Closed mjepronk closed 6 years ago
This is a good catch, it lacks that functionality.
would you accept a pull request to do this?
Certainly!
OK, I have a question regarding the representation of a parsed URI. It seems that it's impossible right now to tell based on the URI
data if a URL ended with a trailing slash or not. For example:
λ> mkURI "/foo/bar"
URI {uriScheme = Nothing, uriAuthority = Left True, uriPath = ["foo","bar"], uriQuery = [], uriFragment = Nothing}
λ> mkURI "/foo/bar/"
URI {uriScheme = Nothing, uriAuthority = Left True, uriPath = ["foo","bar"], uriQuery = [], uriFragment = Nothing}
This is necessary to correctly handle the merge paths operation as defined in section 5.2.3 of RFC 3986.
My suggestion would be to add a trailing empty string to the uriPath
list if the path ended with a slash. But of course this may give issues with existing code not expecting it.
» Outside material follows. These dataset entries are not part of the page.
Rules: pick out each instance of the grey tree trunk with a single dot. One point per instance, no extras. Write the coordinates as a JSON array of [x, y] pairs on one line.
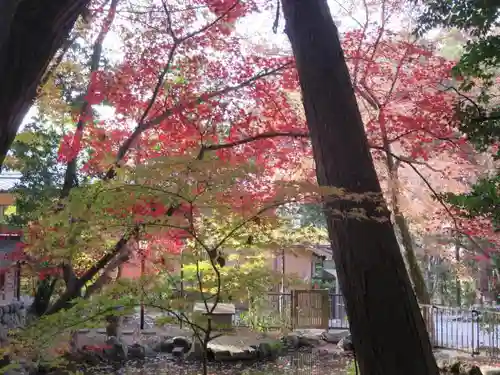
[[31, 31], [388, 330]]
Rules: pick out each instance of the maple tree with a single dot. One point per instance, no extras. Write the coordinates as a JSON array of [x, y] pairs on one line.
[[477, 109], [372, 273], [221, 264], [199, 104]]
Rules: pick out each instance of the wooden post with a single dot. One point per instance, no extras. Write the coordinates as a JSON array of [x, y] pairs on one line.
[[325, 309], [143, 268]]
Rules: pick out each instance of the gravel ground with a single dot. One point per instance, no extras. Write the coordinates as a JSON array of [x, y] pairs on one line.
[[296, 364]]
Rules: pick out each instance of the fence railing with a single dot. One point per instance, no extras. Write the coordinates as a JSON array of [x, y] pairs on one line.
[[476, 331], [275, 310]]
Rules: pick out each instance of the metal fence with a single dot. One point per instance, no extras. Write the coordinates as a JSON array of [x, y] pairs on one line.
[[338, 314], [275, 310], [476, 331]]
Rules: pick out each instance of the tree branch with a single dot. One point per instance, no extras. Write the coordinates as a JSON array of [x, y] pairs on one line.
[[70, 178]]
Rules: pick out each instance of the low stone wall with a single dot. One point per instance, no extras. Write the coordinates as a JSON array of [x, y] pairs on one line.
[[12, 316]]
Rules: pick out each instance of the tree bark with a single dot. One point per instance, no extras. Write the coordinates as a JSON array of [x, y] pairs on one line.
[[31, 31], [387, 328]]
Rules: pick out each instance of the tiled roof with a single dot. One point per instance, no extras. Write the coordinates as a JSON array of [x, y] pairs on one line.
[[7, 246], [8, 180]]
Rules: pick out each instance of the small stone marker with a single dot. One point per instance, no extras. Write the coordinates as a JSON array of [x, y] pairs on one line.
[[178, 352], [222, 315]]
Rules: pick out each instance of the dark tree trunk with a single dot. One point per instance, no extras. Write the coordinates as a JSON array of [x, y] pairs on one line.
[[31, 31], [387, 328]]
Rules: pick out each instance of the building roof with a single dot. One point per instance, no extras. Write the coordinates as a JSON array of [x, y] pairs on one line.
[[320, 250], [7, 246], [8, 180]]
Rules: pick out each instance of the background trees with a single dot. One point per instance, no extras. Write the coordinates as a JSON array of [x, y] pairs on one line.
[[371, 273], [30, 35]]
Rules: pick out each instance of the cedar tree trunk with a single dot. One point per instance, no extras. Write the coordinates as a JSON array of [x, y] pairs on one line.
[[31, 31], [387, 328]]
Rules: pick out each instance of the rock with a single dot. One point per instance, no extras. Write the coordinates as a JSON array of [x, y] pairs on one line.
[[291, 341], [178, 352], [165, 346], [310, 340], [460, 368], [330, 350], [183, 342], [136, 351], [196, 351], [490, 370], [221, 355], [86, 355], [346, 344], [118, 350], [334, 337]]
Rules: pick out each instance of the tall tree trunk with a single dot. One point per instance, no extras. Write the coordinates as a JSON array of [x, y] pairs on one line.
[[388, 331], [31, 31], [415, 272]]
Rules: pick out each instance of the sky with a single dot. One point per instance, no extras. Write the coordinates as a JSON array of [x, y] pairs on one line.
[[257, 30]]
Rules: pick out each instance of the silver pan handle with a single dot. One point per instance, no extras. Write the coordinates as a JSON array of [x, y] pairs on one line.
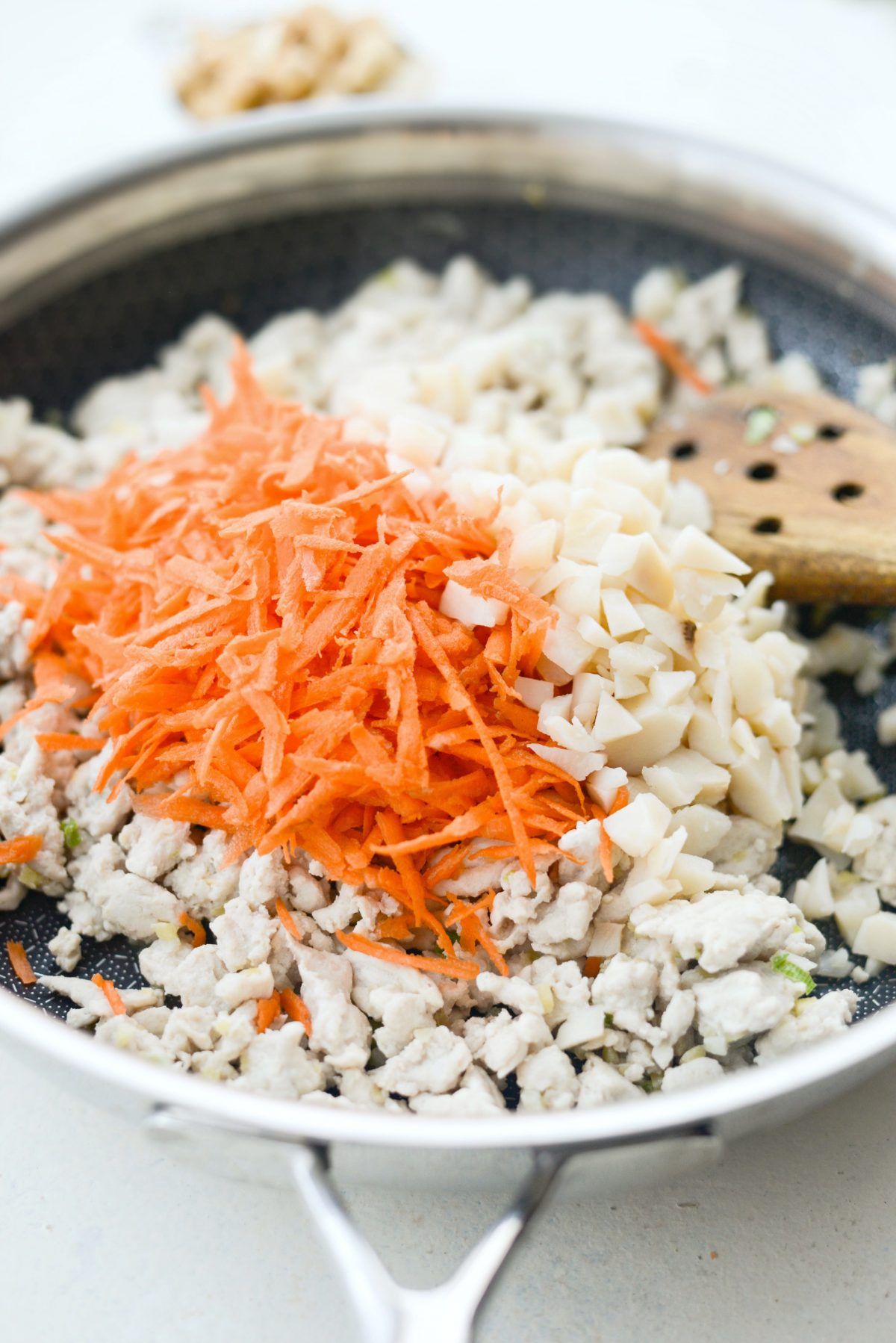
[[388, 1312], [391, 1314]]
Or do we need to change the URI
data type?
We must represent /foo/bar/
as a URI with uriPath
equal to ["foo","bar",""]
. The current behavior is a consequence of my desire to collapse consecutive slashes automatically, I'd still prefer to retain that behavior except in the case when the empty path piece occurs at the end.
The code of interest is this (the filter should not remove empty path piece if it's the last piece in a path):
https://github.com/mrkkrp/modern-uri/blob/master/Text/URI/Parser/Text.hs#L105
Similarly for ByteString
:
https://github.com/mrkkrp/modern-uri/blob/master/Text/URI/Parser/ByteString.hs#L152
OK, great. I'll make the change.
It's weird, when I change filter
on line 105 of Text.URI.Parser.Text with my function filterButLast
below, I get a parse error on URL's that end with a '/'. Do you have any idea why?
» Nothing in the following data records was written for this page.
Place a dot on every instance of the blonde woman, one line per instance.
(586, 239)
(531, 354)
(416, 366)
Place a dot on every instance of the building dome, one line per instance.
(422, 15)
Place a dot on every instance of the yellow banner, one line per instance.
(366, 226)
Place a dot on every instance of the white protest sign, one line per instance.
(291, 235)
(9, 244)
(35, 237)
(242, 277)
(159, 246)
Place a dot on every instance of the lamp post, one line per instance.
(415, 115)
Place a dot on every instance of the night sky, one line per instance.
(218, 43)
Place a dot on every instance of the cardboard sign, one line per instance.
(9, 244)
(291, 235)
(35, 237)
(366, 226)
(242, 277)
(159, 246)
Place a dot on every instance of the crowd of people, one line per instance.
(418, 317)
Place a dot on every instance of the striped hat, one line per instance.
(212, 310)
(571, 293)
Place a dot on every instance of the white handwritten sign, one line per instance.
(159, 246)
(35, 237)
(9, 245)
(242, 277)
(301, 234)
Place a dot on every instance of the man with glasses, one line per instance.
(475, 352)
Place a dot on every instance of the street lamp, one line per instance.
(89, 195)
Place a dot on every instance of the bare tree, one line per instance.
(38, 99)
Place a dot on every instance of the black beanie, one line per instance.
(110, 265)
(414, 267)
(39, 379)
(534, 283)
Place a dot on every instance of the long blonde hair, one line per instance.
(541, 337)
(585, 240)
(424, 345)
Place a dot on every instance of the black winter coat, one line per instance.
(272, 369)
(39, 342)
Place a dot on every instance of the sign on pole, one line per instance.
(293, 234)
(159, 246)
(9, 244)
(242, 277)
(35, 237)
filterButLast :: (a -> Bool) -> [a] -> [a]
filterButLast _ [] = []
filterButLast _ [x] = [x]
filterButLast p (x : xs)
| p x = x : filterButLast p xs
| otherwise = filterButLast p xs
Parse error is because mkPathPiece
does not accept empty string:
λ> mkPathPiece ""
*** Exception: RTextException PathPiece ""
Should we modify this function?
OK, sorry, I have advised you wrong.
The mkPathPiece
smart constructor imposes the invariant that path pieces cannot be empty, thus we automatically avoid consecutive slashes, the behavior of the parser is just a consequence of this (there is no other way for it to function without breaking the invariant, as you have just discovered).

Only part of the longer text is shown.